There has been a widespread claim that if you were a fan of the first film you will definitely love this sequel, but it wasn't the case for me. I called Sin City a masterpiece nine years ago when it first came out, but A Dame to Kill For doesn't even come close to that claim. One could argue and say that the novelty of these dark graphic novel adaptations has warn off considering that when Sin City first came out the visuals were groundbreaking unlike anything we had seen before. Perhaps it may have something to do with the fact that I haven't enjoyed the recent adaptations (the last one I really liked was 2009's Watchmen), but I know that my disappointment doesn't just come from this. A Dame to Kill For is as visually striking as the first film and it captures that pulpy film noir essence really well once again. What Frank Miller and Robert Rodriguez don't do well however is build the suspense and connect the intertwining storylines like they did the first time. You have all these interesting characters returning and some new faces, but the stories didn't resonate with me this time around. Despite using the same formula and delivering in visuals and style, the three different storylines don't connect together. The film still has that same dark feel to it where it seems you are watching a comic book come to life, but the stories aren't as interesting and the narration isn't as gripping. So despite enjoying the visuals, this film was a huge disappointment for me and I don't think that the reason for it was that the novelty has worn off because it was the best aspect of this sequel.
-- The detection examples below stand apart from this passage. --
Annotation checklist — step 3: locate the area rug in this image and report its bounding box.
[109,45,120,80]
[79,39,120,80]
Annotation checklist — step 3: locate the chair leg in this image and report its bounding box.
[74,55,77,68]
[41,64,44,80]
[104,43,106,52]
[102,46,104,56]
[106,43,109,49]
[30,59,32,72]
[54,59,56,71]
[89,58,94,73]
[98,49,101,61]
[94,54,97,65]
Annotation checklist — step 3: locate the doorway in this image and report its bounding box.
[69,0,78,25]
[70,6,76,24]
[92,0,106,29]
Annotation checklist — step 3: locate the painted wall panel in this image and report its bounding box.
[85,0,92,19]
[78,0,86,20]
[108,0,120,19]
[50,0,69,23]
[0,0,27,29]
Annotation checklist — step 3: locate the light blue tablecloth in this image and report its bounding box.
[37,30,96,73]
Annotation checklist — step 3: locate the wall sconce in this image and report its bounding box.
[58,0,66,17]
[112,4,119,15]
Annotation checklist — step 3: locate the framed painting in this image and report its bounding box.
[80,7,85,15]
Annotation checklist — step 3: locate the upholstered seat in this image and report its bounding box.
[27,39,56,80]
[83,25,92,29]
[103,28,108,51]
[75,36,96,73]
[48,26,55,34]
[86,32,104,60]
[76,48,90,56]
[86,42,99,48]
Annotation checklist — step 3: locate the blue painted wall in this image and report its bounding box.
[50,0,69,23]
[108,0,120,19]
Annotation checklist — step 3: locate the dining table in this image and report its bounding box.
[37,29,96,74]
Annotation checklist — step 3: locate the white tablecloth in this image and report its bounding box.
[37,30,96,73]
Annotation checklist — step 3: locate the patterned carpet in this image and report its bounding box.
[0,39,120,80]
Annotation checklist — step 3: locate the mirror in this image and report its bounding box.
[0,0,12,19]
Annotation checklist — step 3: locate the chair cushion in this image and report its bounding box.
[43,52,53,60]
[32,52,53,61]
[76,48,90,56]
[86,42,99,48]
Most would agree that the best character in Sin City is Marv (Mickey Rourke) and thankfully we get a lot of him once again. The story is at its best when it centers around him. Some of the new characters were also fun to watch. Joseph Gordon Levitt as Johnny was one of my favorites in this sequel. His character is suave and cocky, but always fun. His scenes facing off the main villain played by Powers Boothe are the highlight of the film along with Marv. We also get a lot more scenes from Nancy (Jessica Alba) and this time she has more depth to her character as well. Josh Brolin also gives a solid performance as Dwight, but unfortunately his segment is the weakest. So we get all these cool characters and everything seems to be perfect once again, but somehow the stories don't intertwine as effectively as they did the first time. The stories aren't as shocking and they lack that emotional punch that Sin City delivered the first time. The film is gratuitously violent once again, but it isn't effective. The impact was missing. There were also several characters that took me out of the film. I loved Bruce Willis in the first film, but there was no need to include him here. He took me out of the movie. The longest segment in this film involving Josh Brolin and Eva Green was also the least interesting. Green has fun with her character once again like she did in the 300 sequel, but this time her storyline is way too familiar. All she does here is be nude and seduce men. The subplot where she seduces Christopher Meloni was completely unnecessary, as were his scenes with Jeremy Piven.
So despite some of the interesting things that A Dame To Kill For had going for it, it has several flaws which make the story drag at times. This is the sort of film in which you should be having fun, but I found myself bored with some of these segment. The narration might seem silly at times, but it worked the first time as a parody of noir films. This time it felt dull. I know my review sounds negative but it is because I expected a lot more from this sequel. I still had a fun time watching Marv once again, I also appreciated that Alba had more screen time, and loved the addition of Joseph Gordon-Levitt to the already incredible cast. Unfortunately there were some elements that didn't connect with me and the stories failed to fit together as they did the first time.